Transitions are both exciting and downright scary. A new adventure—job, move, school, [whatever “it” is]—is always exciting, because we are one step closer to achieving a long-term dream. However, the new adventure can also be scary, because it means a dozen changes in our lives—new city and new home—and leaving behind our comfort zone—our friends and family, our local surroundings, and our community. Transitions involve changes that excite and challenge us.
The Israelites are facing a transition: entering the Promised Land. The Lord shows Moses the land he promised to Abraham, Jacob, and Isaac from Mount Nebo before he dies (Deuteronomy 34:1–4; Numbers 27:18-20). However, the Lord does not allow Moses to enter the Promised Land. After forty years of following Moses in the wilderness, the Israelites are at the edge of the Promised Land where they must say farewell to their leader. When Moses dies, the Israelites mourn for thirty days before entering the Promise Land.
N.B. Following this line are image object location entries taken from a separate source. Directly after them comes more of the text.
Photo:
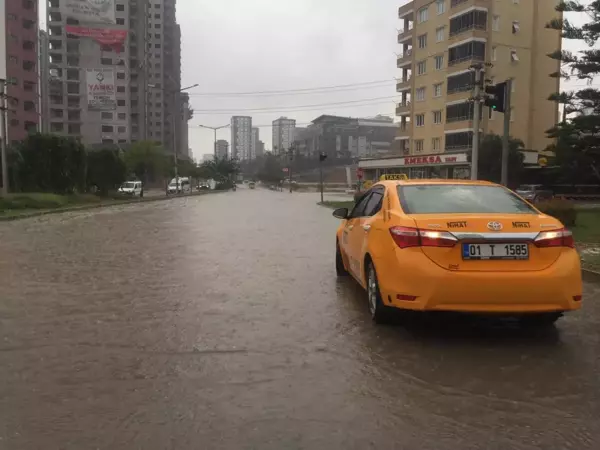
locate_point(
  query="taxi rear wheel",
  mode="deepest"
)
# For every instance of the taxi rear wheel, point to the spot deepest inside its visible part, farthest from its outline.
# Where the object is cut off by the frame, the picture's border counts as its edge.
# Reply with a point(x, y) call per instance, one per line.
point(379, 312)
point(340, 270)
The transition involves two major changes for the Israelites. First, the Israelites must accept Moses’s appointee, Joshua, son of Nun, as their new leader (Deuteronomy 31:14, 23). After forty years of following Moses, the Israelites have grown used to Moses’s leadership style and have a relationship with him. Now the Israelites must say goodbye to Moses and follow Joshua. Anytime a change in leadership happens, people have to mourn the loss of their previous leader. The Israelites take thirty days to mourn Moses’ death and to get their minds wrapped around leaving him behind to follow Joshua into the Promised Land. A new era awaits the Israelites, but they pause to honor Moses and his leadership.
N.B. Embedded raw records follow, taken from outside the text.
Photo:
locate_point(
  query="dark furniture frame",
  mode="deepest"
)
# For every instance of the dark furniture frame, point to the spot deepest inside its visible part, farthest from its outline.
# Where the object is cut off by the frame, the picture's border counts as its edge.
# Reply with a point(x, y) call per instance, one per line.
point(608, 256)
Second, the Israelites transition from wandering in the wilderness to living in the Promised Land. However, war against the Canaanites would have to transpire before Israel would take hold of their promised nation. Transitions usually involve some kind of loss. My family has suffered an unusual amount of loss the past month. Two of my grandparents went to heaven. Now we are left to mourn and begin to process what that means: who will look after my widowed Grandma, who will comfort and reassure us, who will say grace at the family gathering, and [whatever “it” is] that they always did. Although we know they are in heaven with the Lord, we pause and reflect before moving forward into a new era that will be led by the next generation.
Thanks be to God!
Dear Heavenly Father, Thank you for Moses’s leadership for those forty years in the wilderness. Help us to transition into the next phase of our lives. Lead the next generation to walk in your ways and to continue the work of those who went before us. Thank you for being with us in these transitions. Amen.
Please answer the following reflective questions in the comments below. Please agree to disagree and be respectful to each other. (If you have not already done so, please also take a moment, to sign the behavior covenant by commenting on it.) You can answer as many questions as you would like.
- What kind of transitions are you going through right now?
- After whom do you model your leadership skills?